Our beloved, yet unusual Queens Wharf Tower will be demolished in September 2018.
Why are we demolishing the tower?
- Built in 1988, the tower is no longer the star attraction it once was and is coming to the end of its useful life
- The estimated cost to maintain the tower is $1.6 million dollars over the next four years
- Your rates can be funding projects that provide better outcomes for our community
- The tower is a safety hazard, and not accessible for everyone in the community and definitely not an appropriate reminder to the city of the Queen’s visit in 1988
- It is the subject of lewd jokes and negative reports, and is certainly not a positive reflection on our city
From The Newcastle Herald 1 December 2017:
The man who designed Queen’s Wharf Tower in the 1980s says it was meant to be a temporary structure and is surprised it has lasted this long. Architect Kevin Snell said the observation tower had served its purpose and he was not surprised Newcastle City Council had decided this week to demolish it.
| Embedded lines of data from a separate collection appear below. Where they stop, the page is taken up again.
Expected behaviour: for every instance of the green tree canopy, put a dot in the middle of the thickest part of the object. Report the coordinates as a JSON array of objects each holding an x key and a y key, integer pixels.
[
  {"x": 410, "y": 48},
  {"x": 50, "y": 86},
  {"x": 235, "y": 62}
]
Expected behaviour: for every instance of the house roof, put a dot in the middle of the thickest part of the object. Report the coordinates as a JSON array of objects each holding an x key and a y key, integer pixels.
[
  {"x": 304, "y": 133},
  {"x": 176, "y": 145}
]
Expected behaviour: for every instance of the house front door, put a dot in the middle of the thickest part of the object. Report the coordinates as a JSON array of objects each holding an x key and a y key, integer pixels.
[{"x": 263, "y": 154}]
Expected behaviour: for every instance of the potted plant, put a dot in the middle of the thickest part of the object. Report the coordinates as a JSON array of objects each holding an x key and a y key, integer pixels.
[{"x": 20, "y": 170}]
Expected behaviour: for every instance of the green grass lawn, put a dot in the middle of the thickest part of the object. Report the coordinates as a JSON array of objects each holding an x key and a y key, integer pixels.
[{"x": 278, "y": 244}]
“It was only designed as a temporary structure, like an expo-type structure,” he told the Newcastle Herald.
“My ego’s not threatened, that’s for sure. I’m very, very surprised that the council has dished out the money to maintain it all this time.
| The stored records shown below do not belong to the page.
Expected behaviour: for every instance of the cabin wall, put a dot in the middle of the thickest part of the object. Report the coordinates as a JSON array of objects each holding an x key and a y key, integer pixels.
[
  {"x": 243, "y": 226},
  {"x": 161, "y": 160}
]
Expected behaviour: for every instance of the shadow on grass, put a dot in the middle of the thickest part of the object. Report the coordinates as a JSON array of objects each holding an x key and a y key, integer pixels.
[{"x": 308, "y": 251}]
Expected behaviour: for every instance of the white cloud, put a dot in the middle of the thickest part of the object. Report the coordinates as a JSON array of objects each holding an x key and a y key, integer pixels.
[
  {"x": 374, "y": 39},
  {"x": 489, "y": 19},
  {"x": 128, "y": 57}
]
“I applaud the council for 30 years of support for the structure, but I fully understand, and I’m not crestfallen that it is to be demolished because that was always to be the case.”
Mr Snell said the tower, which was built as part of Australia’s bicentennial celebrations and opened by the queen in 1988, was meant to be dismantled after only two to five years.
What is happening?
From Monday 3 September, the public will no longer be able to access the tower and site preparations will be made for the commencement of the demolition work on Monday 17 September*. During the early hours, over four nights, sections of the tower will be lowered to the ground and removed for scrap metal recycling. Night work is required due to the site safety constraints and minimising impacts on the surrounding businesses and traffic movements. (*Dates are subject to weather conditions)
What will replace the tower?
The week following the demolition, synthetic grass, coloured rubberised surfaces and raised tree planters will be installed in place of the tower, with Alexander Palms similar to those along the foreshore to be planted later in the year. This placemaking work is a temporary solution for place activation with an anticipated life-span of up to five years. A permanent solution for the area will be addressed in the Masterplanning for the whole Foreshore.